To improve its market classification, the government has already shortened stock settlement cycles from T+3 to T+2. It has also tightened pre-funding rules for foreign investors, relaxed ownership limits in certain sectors, and enhanced transparency. Rating agencies like FTSE Russell and MSCI have acknowledged these steps but stress the need for full T+2 implementation and better data access before full reclassification. Viet Nam is also preparing to re-enter global bond markets with a focus on cost efficiency. By the end of 2025, its government bond market was valued at VNĐ2.62 quadrillion (US$99.5 billion), making up 20.4 per cent of GDP. The country plans to increase outreach in major financial centres and launch investor engagement campaigns.
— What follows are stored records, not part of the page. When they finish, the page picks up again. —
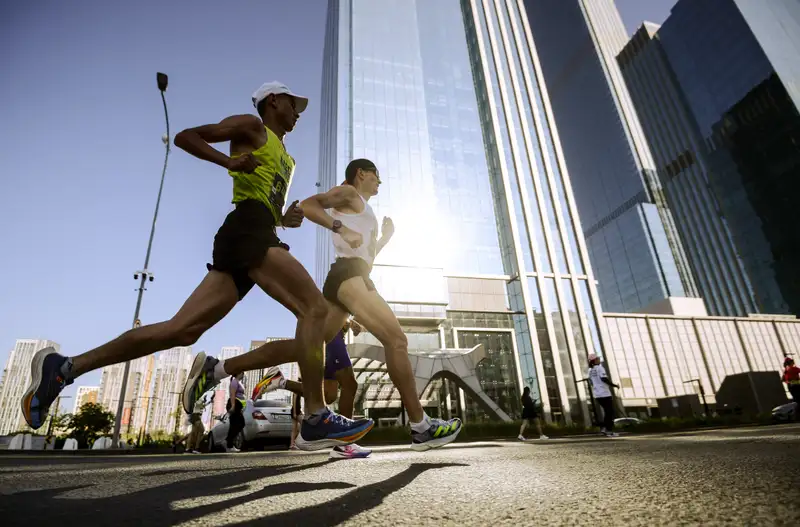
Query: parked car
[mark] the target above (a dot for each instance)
(785, 413)
(263, 420)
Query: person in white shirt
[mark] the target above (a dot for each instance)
(601, 390)
(346, 212)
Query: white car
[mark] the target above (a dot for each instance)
(263, 420)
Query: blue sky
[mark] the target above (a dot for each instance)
(81, 155)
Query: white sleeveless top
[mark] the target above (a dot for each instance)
(365, 223)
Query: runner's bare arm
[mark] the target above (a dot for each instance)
(338, 197)
(197, 141)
Beyond advisory work, Viet Nam is seeking HSBC's help in training programmes and secondments for officials. The bank has reaffirmed its commitment to Viet Nam as a priority market, promising to keep facilitating global capital flows into the country.
A higher credit rating would make Viet Nam more competitive and attract long-term institutional investors. The government's reforms and partnerships with institutions like HSBC aim to secure better access to international funding while advancing sustainable finance goals. The next steps include further market upgrades and expanded investor engagement efforts.